Cantabs walking down King’s Parade yesterday might have been bemused to see an enormous billboard displaying the stylised features of Adolf Hitler and calling upon German broadcaster Zweites Deutsches Fernsehen (ZDF) to apologise.
It is in fact a protest by a group of Polish activists against language in Western media which they feel unfairly blames Poles for the atrocities committed in their country by Nazi Germany.
The billboard shows a pale grey photo of the infamous rail entrance to the concentration camp in Auschwitz-Birkenau, with a depiction of Adolf Hitler’s moustache and hair emblazoned over the top in black.
Its caption, “Death camps were Nazi German - ZDF apologise!”, is a reference to a controversy which engulfed the German outlet after it broadcast references to Polish involvement in the notorious death camps in a promotion for a documentary.
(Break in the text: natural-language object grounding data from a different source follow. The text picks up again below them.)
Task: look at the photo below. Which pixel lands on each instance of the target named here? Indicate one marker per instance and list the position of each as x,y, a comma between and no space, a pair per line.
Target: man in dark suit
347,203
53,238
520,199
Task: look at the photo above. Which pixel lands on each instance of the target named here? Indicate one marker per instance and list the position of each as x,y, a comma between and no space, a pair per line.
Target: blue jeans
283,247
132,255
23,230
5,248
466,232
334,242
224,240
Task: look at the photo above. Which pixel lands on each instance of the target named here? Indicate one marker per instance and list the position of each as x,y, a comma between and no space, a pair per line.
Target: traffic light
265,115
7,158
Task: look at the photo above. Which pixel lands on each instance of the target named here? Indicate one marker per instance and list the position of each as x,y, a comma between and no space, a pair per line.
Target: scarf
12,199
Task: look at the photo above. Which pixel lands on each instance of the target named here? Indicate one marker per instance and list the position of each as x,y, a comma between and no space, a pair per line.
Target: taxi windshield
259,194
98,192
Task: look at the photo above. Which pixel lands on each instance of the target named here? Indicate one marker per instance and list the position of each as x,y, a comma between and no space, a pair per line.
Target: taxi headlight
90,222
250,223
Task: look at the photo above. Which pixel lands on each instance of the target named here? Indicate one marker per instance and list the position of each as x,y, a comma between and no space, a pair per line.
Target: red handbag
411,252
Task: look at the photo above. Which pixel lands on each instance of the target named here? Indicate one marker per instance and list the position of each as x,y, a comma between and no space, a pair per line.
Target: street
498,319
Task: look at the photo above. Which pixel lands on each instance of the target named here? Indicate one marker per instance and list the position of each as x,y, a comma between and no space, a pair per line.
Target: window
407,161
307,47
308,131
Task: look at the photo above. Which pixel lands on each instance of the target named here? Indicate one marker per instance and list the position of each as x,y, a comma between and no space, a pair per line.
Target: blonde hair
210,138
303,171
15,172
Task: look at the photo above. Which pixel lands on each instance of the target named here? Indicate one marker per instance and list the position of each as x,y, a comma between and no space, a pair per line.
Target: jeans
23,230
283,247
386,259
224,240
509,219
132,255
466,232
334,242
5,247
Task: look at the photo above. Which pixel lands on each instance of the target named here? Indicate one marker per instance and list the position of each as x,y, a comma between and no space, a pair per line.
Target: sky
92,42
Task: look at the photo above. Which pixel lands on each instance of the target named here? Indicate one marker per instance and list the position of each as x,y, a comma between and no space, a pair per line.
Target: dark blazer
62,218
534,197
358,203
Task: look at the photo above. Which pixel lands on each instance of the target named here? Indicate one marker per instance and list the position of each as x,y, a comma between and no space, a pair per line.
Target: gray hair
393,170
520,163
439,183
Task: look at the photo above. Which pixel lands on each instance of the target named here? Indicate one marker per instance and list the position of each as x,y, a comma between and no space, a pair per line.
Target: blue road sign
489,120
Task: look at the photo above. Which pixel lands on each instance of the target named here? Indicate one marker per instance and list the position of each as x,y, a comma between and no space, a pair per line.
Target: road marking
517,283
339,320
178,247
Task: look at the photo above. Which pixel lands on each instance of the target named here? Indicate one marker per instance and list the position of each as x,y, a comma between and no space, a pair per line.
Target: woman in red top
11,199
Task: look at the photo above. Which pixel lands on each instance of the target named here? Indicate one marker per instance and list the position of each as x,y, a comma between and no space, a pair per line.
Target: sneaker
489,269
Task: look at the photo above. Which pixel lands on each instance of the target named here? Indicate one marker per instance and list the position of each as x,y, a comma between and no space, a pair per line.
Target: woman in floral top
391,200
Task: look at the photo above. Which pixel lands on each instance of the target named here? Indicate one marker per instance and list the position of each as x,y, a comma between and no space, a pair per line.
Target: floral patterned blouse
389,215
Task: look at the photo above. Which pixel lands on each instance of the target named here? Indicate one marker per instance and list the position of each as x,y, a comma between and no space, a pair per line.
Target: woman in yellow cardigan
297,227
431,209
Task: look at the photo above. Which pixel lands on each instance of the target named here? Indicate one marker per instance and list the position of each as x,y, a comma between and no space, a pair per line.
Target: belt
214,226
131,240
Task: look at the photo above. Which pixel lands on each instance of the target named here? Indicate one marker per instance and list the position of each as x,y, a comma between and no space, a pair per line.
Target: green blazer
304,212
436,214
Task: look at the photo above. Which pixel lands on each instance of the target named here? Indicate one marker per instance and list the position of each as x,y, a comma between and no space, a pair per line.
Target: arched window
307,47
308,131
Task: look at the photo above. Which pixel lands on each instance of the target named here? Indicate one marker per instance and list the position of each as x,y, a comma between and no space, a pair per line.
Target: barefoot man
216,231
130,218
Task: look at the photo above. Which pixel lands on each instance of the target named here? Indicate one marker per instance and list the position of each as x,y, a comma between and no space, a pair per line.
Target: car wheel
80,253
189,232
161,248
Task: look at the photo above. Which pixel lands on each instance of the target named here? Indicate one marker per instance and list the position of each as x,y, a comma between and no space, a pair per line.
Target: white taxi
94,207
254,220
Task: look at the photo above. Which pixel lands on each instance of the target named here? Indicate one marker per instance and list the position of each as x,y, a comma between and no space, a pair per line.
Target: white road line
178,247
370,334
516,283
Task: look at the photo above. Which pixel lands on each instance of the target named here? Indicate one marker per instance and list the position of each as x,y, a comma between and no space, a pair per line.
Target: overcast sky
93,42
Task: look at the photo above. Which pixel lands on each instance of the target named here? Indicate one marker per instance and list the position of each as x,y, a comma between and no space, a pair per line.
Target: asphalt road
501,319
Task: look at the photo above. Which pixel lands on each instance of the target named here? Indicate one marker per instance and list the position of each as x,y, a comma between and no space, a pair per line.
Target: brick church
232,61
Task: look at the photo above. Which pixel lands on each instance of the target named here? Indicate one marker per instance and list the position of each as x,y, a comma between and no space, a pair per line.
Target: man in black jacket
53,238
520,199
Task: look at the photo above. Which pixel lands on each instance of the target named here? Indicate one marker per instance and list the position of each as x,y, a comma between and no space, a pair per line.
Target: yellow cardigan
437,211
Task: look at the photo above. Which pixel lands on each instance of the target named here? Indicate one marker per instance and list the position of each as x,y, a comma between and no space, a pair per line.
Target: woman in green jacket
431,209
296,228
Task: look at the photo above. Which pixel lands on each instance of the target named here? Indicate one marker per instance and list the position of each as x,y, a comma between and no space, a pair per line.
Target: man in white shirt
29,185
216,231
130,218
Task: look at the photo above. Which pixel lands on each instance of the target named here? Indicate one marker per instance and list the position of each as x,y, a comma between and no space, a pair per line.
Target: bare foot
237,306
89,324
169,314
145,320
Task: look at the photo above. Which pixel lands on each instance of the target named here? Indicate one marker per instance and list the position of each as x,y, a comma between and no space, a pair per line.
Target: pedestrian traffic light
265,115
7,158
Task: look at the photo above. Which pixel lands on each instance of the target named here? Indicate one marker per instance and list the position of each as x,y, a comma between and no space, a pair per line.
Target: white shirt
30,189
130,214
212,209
Last month, a Polish court ordered ZDF to apologise to a survivor of Auschwitz for the material.

The billboard has been on a 1000-mile journey from Wroclaw, Poland, through Germany and Belgium, finally ending its trip in Cambridge. It is being towed by a group of Polish activists from the city of Wroclaw, in the south of Poland, to the UK. Cambridge was its final destination.
The billboard protest is run by the Foundation for the Traditions of Town and Country, a Poland NGO. David Hallman, a member of the organisation said, “The idea of our campaign is simple. We demand the historical truth, we oppose the use of the term ‘Polish concentration camps’, which is commonly used by Western media.”